Thursday March 26,2015 : EUROPEAN COMMISSION WOULD LIKE TO SEE AN END TO GEO-BLOCKING
But don't get your hopes up…online gambling would be an exception.
The European Union's commissioner for a single digital market, Andreas Ansip, gave an insight Wednesday on his strategic plans for the future, due for publication in May this year.
These include moves to put a stop to geo-blocking in the EU, which in Ansip's logical mind "cannot co-exist" with the concept of an EU internal market.
Ansip wants “Better access for consumers and businesses to digital goods and services; shaping the environment for digital networks and services to flourish; and creating a European digital economy and society with long-term growth potential”.
Unfortunately for the online gambling industry, he immediately qualified that broad objective by saying that it would not apply to internet gambling
“When for example in one country online gambling is prohibited, then geoblocking is absolutely acceptable,” he told the publication EU Observer.

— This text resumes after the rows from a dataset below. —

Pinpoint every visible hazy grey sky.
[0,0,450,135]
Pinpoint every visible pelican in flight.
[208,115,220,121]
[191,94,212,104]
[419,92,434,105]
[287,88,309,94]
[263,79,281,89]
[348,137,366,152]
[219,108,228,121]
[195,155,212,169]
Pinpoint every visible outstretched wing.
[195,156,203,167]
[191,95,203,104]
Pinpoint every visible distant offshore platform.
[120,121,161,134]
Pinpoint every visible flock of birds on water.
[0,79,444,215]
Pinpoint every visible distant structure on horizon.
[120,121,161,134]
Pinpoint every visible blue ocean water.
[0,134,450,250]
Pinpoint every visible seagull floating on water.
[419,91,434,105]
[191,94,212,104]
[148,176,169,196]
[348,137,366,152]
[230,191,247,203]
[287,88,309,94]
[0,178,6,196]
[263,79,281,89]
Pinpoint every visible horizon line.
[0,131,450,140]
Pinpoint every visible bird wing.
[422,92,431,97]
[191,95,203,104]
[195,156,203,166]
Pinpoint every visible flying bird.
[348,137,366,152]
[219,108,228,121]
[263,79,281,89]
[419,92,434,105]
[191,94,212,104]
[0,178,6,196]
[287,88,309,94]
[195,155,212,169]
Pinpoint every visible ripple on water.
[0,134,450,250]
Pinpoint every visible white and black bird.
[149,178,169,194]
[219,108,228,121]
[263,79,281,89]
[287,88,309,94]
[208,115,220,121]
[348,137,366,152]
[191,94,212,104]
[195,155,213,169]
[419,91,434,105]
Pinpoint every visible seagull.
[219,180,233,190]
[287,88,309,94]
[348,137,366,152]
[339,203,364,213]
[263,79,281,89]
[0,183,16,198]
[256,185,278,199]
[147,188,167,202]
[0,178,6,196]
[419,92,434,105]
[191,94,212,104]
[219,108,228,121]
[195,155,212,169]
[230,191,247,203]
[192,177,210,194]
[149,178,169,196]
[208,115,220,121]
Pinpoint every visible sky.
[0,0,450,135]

“If there are differences in national legalizations, and [geo-blocking] is the only possibility to protect people in the country, then it's acceptable. But deep in my heart I would like to say: I hate geoblocking. I think this is old-fashioned, this is not fair. We don't have to use that kind of instruments in the 21st century.”

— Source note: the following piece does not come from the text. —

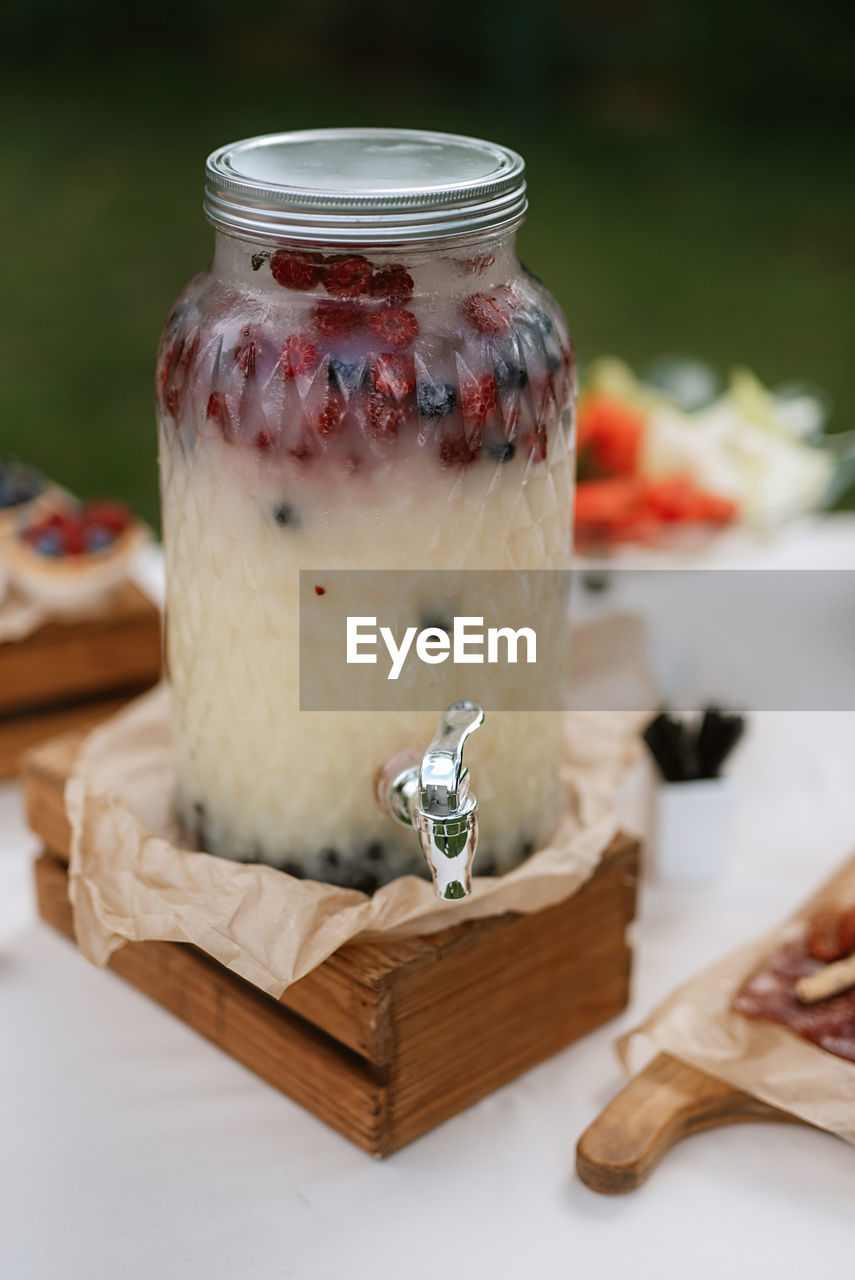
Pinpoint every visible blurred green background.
[0,0,855,520]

Ansip pointed out that despite years of campaigning for an open EU market, many of the borders that no longer exist in the physical environment exist, remain online in the form of geo-blocking for a variety of motivations.
“There are two logics. The logic of geo-blocking and the logic of internal market. We have to make our choice. Those two, they cannot coexist," said Ansip.

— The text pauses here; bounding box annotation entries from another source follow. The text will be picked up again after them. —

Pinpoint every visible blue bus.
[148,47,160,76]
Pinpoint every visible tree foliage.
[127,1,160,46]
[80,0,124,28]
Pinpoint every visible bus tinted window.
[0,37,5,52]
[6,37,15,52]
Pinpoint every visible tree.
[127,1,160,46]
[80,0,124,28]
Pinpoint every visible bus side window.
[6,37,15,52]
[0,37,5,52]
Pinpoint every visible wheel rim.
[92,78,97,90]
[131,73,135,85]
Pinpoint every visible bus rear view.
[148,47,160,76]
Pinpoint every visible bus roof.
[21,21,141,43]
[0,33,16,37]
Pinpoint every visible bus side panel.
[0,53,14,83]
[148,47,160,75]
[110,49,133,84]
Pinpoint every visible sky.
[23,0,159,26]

The commissioner is under no illusions regarding the magnitude of the task, or the opposition that will be encountered by different member nations. "It will be an uphill struggle," he predicted, observing that vested interests are set to lobby MEPs and national governments, who have the final say on the EC plans.
One area where he has already encountered opposition is in the proposal to abolish cellphone roaming charges, which a number of national governments have already delayed for years.